# Transformer Block Implementation

To build a simple Transformer block and pass the forward input $X$ through it, let's extend the previous example by implementing the full Transformer block. The Transformer block consists of the following components:

* **Self-Attention:** Computes attention scores to attend to different parts of the sequence.
* **Feed-Forward Network:** A fully connected feed-forward network.
* **Layer Normalization:** Applied after the attention and feed-forward network to stabilize training.
* **Residual Connections:** Added around the attention and feed-forward layers.

Below is the implementation of a Transformer block in PyTorch:

In [1]:
import torch
import torch.nn as nn
import torch.nn.functional as F

class TransformerBlock(nn.Module):
    def __init__(self, embed_size, num_heads, ff_hidden_size, dropout=0.1):
        super(TransformerBlock, self).__init__()
        
        # Multi-Head Attention
        self.attention = nn.MultiheadAttention(embed_size, num_heads, dropout=dropout)
        
        # Feed Forward Network
        self.ffn = nn.Sequential(
            nn.Linear(embed_size, ff_hidden_size),
            nn.ReLU(),
            nn.Linear(ff_hidden_size, embed_size)
        )
        
        # Layer Normalization
        self.norm1 = nn.LayerNorm(embed_size)
        self.norm2 = nn.LayerNorm(embed_size)
        
        # Dropout
        self.dropout = nn.Dropout(dropout)
    
    def forward(self, x):
        # x is expected to have shape [seq_len, batch_size, embed_size]

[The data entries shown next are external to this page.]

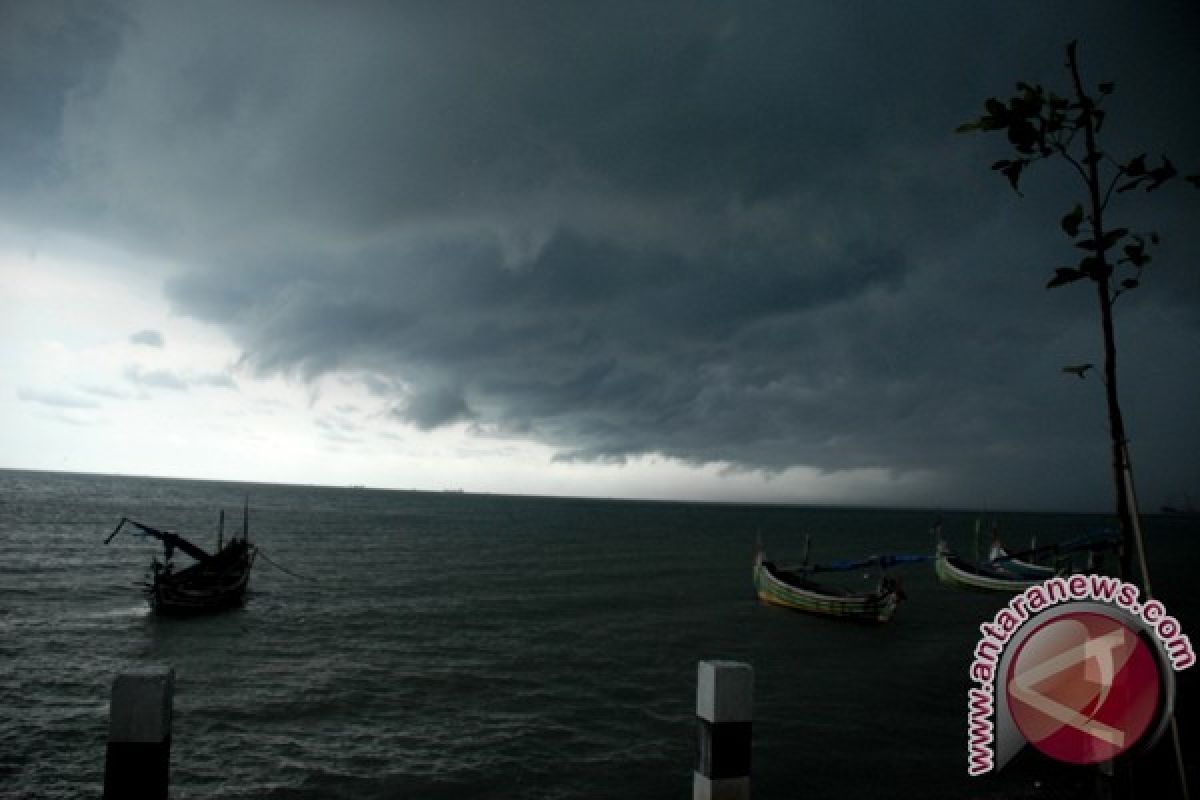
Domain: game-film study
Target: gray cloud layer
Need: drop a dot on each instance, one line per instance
(719, 232)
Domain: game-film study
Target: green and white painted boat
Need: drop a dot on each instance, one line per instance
(955, 571)
(796, 590)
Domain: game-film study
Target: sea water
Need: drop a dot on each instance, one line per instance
(459, 645)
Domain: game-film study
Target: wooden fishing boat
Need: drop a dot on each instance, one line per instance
(215, 582)
(955, 571)
(1001, 559)
(795, 589)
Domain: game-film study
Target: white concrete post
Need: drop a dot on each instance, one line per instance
(137, 763)
(724, 720)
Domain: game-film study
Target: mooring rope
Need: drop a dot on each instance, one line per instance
(283, 569)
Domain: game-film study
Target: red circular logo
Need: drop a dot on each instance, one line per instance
(1084, 687)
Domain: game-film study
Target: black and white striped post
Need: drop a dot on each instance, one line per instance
(137, 762)
(724, 720)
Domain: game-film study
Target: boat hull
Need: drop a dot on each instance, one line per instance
(955, 572)
(789, 591)
(204, 588)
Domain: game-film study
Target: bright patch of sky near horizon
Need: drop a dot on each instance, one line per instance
(79, 394)
(711, 251)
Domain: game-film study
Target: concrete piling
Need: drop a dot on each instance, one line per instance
(724, 720)
(137, 762)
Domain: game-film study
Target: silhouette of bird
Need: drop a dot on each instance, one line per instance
(1078, 370)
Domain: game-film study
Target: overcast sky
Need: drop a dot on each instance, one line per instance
(724, 251)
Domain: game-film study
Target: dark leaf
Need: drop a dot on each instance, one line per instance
(1065, 275)
(1072, 221)
(1091, 268)
(1114, 236)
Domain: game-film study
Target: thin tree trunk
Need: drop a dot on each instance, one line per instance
(1104, 295)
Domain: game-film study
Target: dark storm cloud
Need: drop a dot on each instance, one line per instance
(720, 232)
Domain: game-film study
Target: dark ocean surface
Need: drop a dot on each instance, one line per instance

        # Attention layer with residual connection
        attn_out, _ = self.attention(x, x, x)  # Self-attention: Q = K = V = x
        x = self.norm1(x + self.dropout(attn_out))  # Add & Norm
        
        # Feed-forward layer with residual connection
        ff_out = self.ffn(x)
        x = self.norm2(x + self.dropout(ff_out))  # Add & Norm
        
        return x


In [3]:
# Example sequence length, batch size, and embedding size
seq_len = 5  # Sequence length (e.g., number of tokens)
batch_size = 3  # Number of samples in the batch
embed_size = 4  # Dimensionality of the embedding

# Random input tensor for X
X = torch.rand(seq_len, batch_size, embed_size)  # Shape: [seq_len, batch_size, embed_size]


In [4]:
# Initialize the Transformer Block
num_heads = 2
ff_hidden_size = 8  # Feed-forward hidden size
transformer_block = TransformerBlock(embed_size, num_heads, ff_hidden_size)

# Pass the input through the Transformer block
output = transformer_block(X)

print(output.shape)  # Output shape should be [seq_len, batch_size, embed_size]


torch.Size([5, 3, 4])